Se lo avesse salvato gli avrebbe chiesto conto della vita di suo figlio, se non lo avesse fatto avrebbe accentuato la sua impotenza.

Nel gioco degli scacchi era la mossa del cavallo chiamata “forchetta”: il cavallo minacciava contemporaneamente due pezzi importanti come Torre e Regina o Regina e Re e comunque il giocatore minacciato si muovesse era obbligato a perdere un pezzo vitale o la partita.

Azazel procurò l’occasione. Il figlio della vicina era di indole capricciosa e testarda e sua madre non di rado lo metteva sul pianerottolo a sbollire le sue intemperanze. Azazel accese un capriccio nell’animo del bambino e più ancora l’esasperazione della madre che lo esiliò sul pianerottolo.

“quando ti è passata bussa”. E lo congedò.

E il bimbo rimasto fuori, si intestardì e dopo un po’ prese a scendere le scale per nascondersi in cantina.

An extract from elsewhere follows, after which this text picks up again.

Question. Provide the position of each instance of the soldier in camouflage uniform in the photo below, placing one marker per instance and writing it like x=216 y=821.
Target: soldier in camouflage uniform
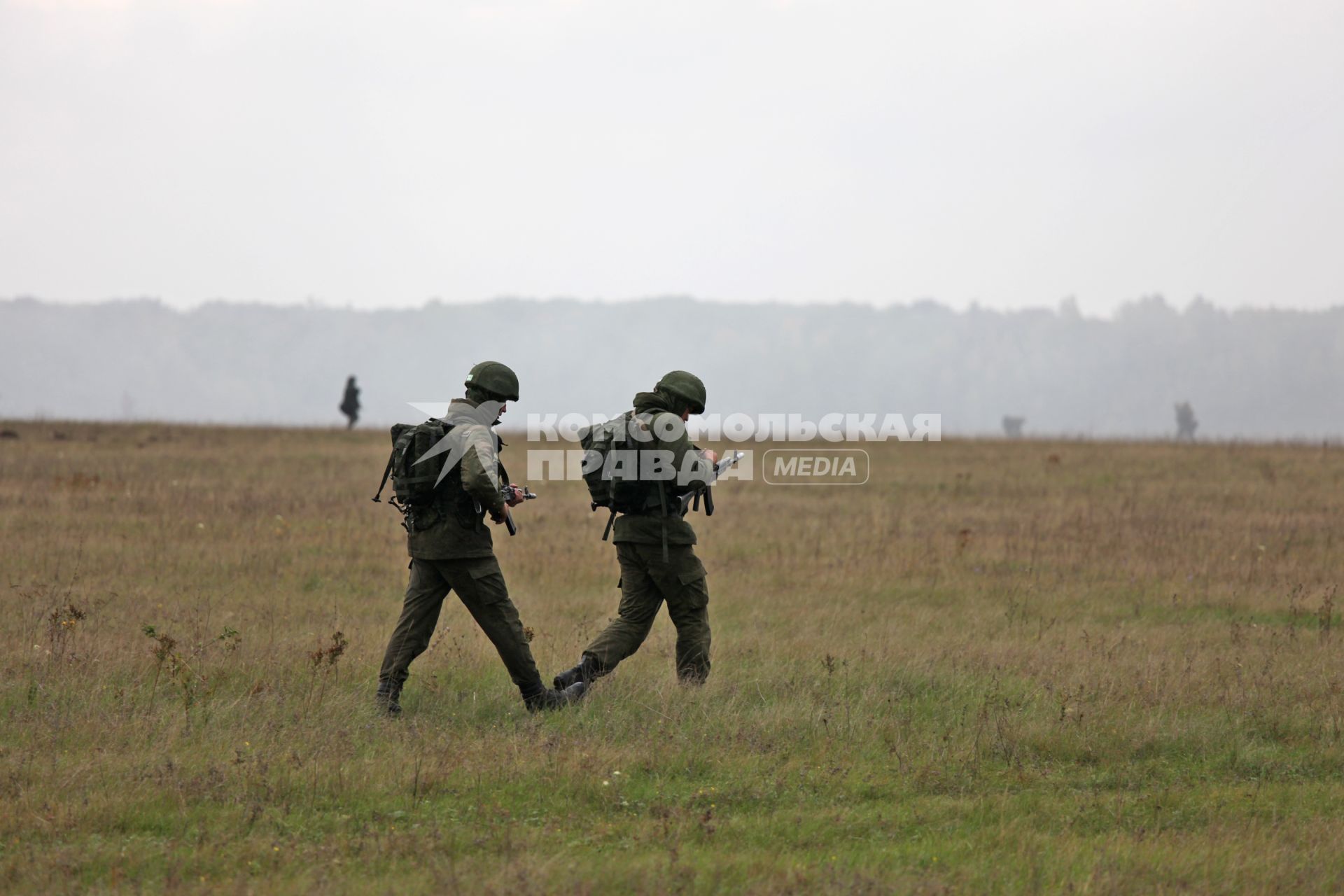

Gli fece un perverso piacere sentire la madre allarmata chiamarlo e quando la sentì davvero spaventata fu preso dalla paura che se fosse stato scoperto avrebbe preso un sacco di botte.

Le ore passavano e il bambino rimaneva nascosto.

Azazel confondeva i passi della madre rendendola preda del panico e del senso di colpa. Quando fu buio la madre si risolse a chiamare la Polizia. Ma nel frattempo la donna si era fatta avanti e aveva convinto il bambino ad andare con lei a fare un giro in macchina, per prima cosa lo portò a prendere quel dolce che la madre gli aveva negato, poi lo distrasse e gli disse che dopo lo avrebbe portato a casa e lo avrebbe protetto da ogni possibile castigo.

“Le facciamo prendere un bello spavento, vedrai che dopo avrà solo voglia di abbracciarti”.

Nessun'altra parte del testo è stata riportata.